Notre alimentation de plus en plus transformée, avec les sucres ajoutés, les graisses saturées, les perturbateurs endocriniens et la sédentarité ne font que rajouter à une problématique en réalité beaucoup plus large. Il y a une vraie souffrance, beaucoup de maltraitance et de problèmes psy. J'insiste vraiment là-dessus. L'obésité n'est pas un choix de vie, c'est la quatrième cause de mortalité évitable dans le monde, une maladie dont résultent d’autres pathologies lourdes et qui touche les plus précaires. Donc nous militons aussi pour une vie plus qualitative, pour une approche bienveillante, pour une meilleure compréhension de la maladie, pour qu’enfin on cesse d'invectiver les gens, de les culpabiliser, et qu’on leur ouvre des chemins cliniques de prise en charge. 


Les comportements ont vocation à évoluer. Chaque année, la Journée mondiale contre l'obésité a d’importantes retombées médiatiques et les jeunes générations sont plus réceptives que les anciennes. Mais la priorité c’est de mettre en place une politique de prévention. La Scandinavie a montré que ça fonctionne et pour la première fois, nous avons un ministre de la Santé et de la Prévention ! L’approche One Health commence à émerger. 

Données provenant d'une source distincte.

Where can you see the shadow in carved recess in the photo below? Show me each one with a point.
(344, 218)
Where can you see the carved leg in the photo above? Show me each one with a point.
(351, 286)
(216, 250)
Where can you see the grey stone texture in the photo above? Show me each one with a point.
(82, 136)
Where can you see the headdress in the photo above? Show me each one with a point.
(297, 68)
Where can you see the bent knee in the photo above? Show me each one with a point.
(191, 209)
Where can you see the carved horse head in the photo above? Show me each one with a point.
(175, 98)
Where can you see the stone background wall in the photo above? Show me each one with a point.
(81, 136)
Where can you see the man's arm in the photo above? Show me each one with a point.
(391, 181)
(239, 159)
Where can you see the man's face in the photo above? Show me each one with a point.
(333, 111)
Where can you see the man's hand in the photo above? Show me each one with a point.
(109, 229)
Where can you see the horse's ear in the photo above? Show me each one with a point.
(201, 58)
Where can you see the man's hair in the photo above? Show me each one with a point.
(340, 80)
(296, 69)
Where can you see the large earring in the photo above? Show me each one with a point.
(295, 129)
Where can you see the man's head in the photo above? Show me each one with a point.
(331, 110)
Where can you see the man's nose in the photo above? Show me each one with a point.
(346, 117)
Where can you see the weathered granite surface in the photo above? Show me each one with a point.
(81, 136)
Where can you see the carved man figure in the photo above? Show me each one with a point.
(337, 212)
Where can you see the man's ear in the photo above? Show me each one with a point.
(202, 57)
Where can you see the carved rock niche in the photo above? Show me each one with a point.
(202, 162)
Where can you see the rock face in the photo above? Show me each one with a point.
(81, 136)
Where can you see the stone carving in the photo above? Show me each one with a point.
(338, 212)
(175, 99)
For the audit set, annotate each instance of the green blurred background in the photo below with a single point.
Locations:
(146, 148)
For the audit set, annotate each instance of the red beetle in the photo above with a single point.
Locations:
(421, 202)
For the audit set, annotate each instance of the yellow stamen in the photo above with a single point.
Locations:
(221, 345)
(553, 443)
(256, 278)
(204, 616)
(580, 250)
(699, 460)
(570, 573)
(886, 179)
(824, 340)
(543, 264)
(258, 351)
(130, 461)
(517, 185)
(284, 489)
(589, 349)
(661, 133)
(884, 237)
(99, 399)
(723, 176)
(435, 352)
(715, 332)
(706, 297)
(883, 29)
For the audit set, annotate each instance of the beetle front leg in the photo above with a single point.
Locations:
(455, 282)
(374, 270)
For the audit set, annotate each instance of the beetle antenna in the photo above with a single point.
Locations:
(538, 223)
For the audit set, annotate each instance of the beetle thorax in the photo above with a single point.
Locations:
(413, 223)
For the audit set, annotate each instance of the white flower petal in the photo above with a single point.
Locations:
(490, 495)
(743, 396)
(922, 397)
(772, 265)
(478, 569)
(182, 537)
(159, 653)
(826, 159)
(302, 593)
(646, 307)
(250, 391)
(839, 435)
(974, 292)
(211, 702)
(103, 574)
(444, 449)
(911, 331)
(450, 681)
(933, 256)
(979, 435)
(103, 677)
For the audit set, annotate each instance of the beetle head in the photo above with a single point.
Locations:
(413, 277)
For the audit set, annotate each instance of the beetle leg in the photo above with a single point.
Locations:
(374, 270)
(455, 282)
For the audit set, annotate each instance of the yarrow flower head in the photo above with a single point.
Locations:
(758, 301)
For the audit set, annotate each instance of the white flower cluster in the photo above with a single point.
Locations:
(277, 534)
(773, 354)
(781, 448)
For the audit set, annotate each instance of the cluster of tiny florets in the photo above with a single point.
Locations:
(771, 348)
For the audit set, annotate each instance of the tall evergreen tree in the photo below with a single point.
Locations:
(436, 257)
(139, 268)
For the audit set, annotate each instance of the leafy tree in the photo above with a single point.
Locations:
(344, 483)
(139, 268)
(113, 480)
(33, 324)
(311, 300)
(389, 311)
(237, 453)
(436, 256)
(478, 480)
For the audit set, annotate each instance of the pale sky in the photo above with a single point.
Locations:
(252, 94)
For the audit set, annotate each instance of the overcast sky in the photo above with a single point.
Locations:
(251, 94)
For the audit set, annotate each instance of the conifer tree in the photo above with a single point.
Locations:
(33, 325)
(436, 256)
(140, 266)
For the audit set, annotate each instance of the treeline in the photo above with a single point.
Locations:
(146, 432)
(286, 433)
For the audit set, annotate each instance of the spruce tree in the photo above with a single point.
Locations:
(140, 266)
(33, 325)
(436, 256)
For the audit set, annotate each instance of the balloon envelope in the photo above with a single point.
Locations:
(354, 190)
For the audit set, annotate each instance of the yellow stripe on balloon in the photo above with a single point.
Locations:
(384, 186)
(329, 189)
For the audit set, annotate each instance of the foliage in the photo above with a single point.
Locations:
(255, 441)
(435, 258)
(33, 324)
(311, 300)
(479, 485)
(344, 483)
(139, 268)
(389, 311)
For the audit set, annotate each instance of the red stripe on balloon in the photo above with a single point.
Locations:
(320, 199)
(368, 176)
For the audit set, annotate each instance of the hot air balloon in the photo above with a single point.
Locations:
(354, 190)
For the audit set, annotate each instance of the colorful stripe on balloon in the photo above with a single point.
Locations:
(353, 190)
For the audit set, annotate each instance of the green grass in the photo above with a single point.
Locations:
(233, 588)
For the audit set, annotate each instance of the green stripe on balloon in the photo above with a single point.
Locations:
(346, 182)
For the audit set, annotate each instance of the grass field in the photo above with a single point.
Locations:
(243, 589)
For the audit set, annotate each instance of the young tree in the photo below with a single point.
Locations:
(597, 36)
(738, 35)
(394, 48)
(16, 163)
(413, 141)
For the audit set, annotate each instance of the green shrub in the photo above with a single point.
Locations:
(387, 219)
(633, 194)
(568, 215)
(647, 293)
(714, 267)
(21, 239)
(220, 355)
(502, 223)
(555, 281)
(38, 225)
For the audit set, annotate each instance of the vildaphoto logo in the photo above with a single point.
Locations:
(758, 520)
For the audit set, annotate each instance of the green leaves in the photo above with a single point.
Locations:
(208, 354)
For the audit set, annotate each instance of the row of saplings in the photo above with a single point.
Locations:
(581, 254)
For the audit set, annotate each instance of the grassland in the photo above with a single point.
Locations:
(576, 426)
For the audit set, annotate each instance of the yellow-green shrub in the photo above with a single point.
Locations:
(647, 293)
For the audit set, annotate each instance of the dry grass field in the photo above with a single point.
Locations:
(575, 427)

Mais pour parvenir à nos fins, il faut d’abord restaurer le bien-être, apprendre à s’aimer un peu plus. Le Pr. Daniel Nizri, le président du PNNS, nous a confié le pilotage d’un groupe de travail national destiné à lutter contre la grossophobie, la stigmatisation et à sensibiliser les gens à la prévention. Notre mission consiste à faire une photographie de la situation, avec des auditions à l’appui. Nous remettrons notre rapport et nos propositions au ministre le 4 mars 2024, à l’occasion de la Journée mondiale contre l'obésité. L’Etat décidera de ce qui est faisable ou non. Mais ce sera un engagement fort de santé publique parce que travailler sur l’obésité, c’est aussi travailler sur le diabète de type 2, la rhumatologie, l’infertilité masculine et féminine, et bien d’autres pathologies. On espère être à la hauteur de l’enjeu !


Au cœur de la prévention, il y a deux cibles prioritaires : les DROM-COM qui souffrent plus que l’hexagone de surpoids et d’obésité, et les enfants chez qui l’obésité est en augmentation. La CPAM a initié le dispositif « Retrouve ton cap » de prévention de l’obésité pédiatrique et de nombreux « Article 51 » sont en cours sur le sujet. Reste une revendication que nous portons : la sensibilisation et la formation des futurs soignants. Alors que la moitié de leur patientèle souffrira de surpoids ou d’obésité, leur cursus initial n’intègre pas la prévention, c’est une aberration !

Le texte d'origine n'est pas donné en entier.